The VisitManager
of iudex-core contains the central thread pool,
work prioritizer and politeness enforcer. Prioritization aspects are
handled both via an external WorkPollStrategy
implementation and in
internal (in memory) structure of host and visit queues.
The iudex-core module includes a prioritized visit queue and executor with the following features:
Per-host fetch rate limiting for politeness.
HostQueue(s)
containing visit orders for the same host, to be
processed in priority order.
A VisitQueue
of ready and sleeping (delay for politeness)
HostQueue(s)
. The ready queue is prioritized by HostQueue
topmost
priority. The sleeping queue is ordered by least next visit time.

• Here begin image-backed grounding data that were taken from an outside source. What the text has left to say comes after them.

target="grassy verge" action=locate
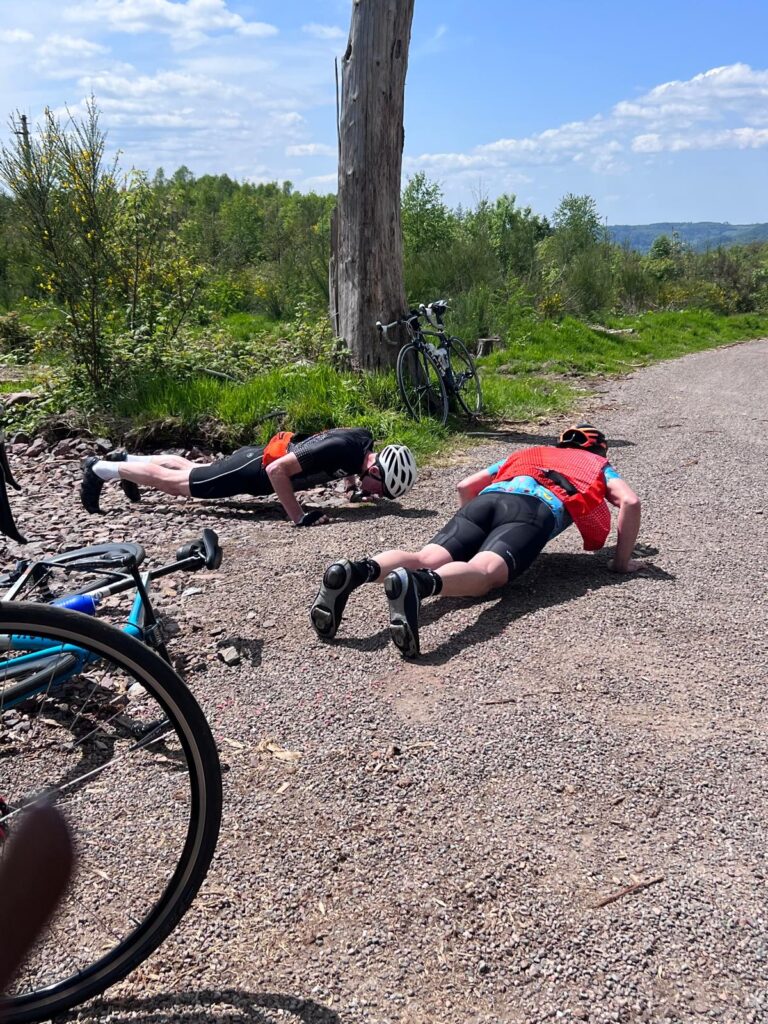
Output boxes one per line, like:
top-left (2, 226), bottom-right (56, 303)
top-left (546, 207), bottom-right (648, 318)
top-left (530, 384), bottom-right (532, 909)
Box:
top-left (6, 309), bottom-right (768, 461)
top-left (483, 309), bottom-right (768, 376)
top-left (110, 364), bottom-right (576, 462)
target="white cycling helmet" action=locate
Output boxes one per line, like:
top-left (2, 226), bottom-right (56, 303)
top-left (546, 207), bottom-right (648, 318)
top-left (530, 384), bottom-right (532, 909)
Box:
top-left (374, 444), bottom-right (417, 499)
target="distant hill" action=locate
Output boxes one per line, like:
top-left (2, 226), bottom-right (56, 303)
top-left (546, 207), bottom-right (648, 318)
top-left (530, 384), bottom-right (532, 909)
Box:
top-left (608, 222), bottom-right (768, 253)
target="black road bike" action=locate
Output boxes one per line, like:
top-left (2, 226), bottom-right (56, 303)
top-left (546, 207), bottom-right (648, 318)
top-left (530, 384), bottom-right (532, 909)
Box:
top-left (377, 300), bottom-right (483, 426)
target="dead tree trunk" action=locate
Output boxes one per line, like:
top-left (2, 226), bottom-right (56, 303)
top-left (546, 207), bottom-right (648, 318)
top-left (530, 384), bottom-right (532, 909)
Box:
top-left (329, 0), bottom-right (414, 371)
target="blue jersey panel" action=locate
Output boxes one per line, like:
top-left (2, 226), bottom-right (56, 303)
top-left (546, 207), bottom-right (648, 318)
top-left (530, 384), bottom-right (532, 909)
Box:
top-left (481, 462), bottom-right (621, 539)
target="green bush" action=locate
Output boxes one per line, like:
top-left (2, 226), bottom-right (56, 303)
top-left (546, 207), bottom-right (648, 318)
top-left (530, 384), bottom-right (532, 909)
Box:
top-left (0, 312), bottom-right (34, 359)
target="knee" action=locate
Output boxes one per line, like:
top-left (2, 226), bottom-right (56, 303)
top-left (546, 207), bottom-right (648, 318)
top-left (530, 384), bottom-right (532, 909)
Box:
top-left (474, 556), bottom-right (509, 590)
top-left (419, 546), bottom-right (451, 570)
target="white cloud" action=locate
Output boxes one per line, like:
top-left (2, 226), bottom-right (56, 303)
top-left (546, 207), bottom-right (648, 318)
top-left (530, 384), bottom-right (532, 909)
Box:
top-left (80, 68), bottom-right (243, 101)
top-left (0, 29), bottom-right (34, 44)
top-left (415, 23), bottom-right (448, 56)
top-left (33, 33), bottom-right (110, 78)
top-left (302, 172), bottom-right (337, 189)
top-left (633, 126), bottom-right (768, 153)
top-left (63, 0), bottom-right (278, 48)
top-left (286, 142), bottom-right (336, 157)
top-left (37, 34), bottom-right (108, 59)
top-left (405, 63), bottom-right (768, 189)
top-left (301, 24), bottom-right (345, 41)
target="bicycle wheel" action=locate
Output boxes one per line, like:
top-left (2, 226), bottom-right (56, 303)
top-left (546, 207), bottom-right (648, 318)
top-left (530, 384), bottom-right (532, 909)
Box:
top-left (447, 338), bottom-right (483, 418)
top-left (0, 602), bottom-right (221, 1023)
top-left (0, 543), bottom-right (146, 599)
top-left (396, 343), bottom-right (449, 426)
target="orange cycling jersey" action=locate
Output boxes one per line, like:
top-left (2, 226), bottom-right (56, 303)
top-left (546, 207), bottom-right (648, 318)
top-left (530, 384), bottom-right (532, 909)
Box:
top-left (491, 446), bottom-right (611, 550)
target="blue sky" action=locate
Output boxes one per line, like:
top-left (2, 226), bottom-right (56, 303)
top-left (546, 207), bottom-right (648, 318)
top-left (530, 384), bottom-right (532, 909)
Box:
top-left (1, 0), bottom-right (766, 224)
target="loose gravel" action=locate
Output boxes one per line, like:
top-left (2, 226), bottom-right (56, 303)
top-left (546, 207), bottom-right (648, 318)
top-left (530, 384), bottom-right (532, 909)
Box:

A custom threaded, concurrent VisitManager
for processing the
VisitQueue
while upholding host politeness constraints.
A ThreadPoolExecutor
executes VisitTask(s)
which are simply
UniMap
orders run through a FilterContainer
. Tasks may block if
using blocking HTTP implementation or be short lived,
reentrant with an asynchronous implementation.
A pluggable WorkPollStrategy
(see below)
A GenericWorkPollStrategy
including support for minimum poll
interval, and minimum remaining ratios of orders and hosts before
new work is polled.
The VisitManager
supports generations of VisitQueue(s) and visitor
threads, for high concurrency, and avoiding over-commitment to any
single host.
The iudex-da modules provides a WorkPoller
implementation of
WorkPollStrategy
which obtains prioritized visit orders from a
Postgres database. Features:
Only visit orders (urls) with NEXT_VISIT_AFTER
the current time are
considered.
Visit orders are considered in descending PRIORITY
order.
The priority of the highest orders associated with a each host (by URL) is discounted by a fixed factor of per-host depth. This biases the work polled toward greater breadth of hosts and thus concurrency of execution, given the per-host politeness constraint.
SQL 2003 Window Functions are utilized for efficient calculation of host depth priority adjustments.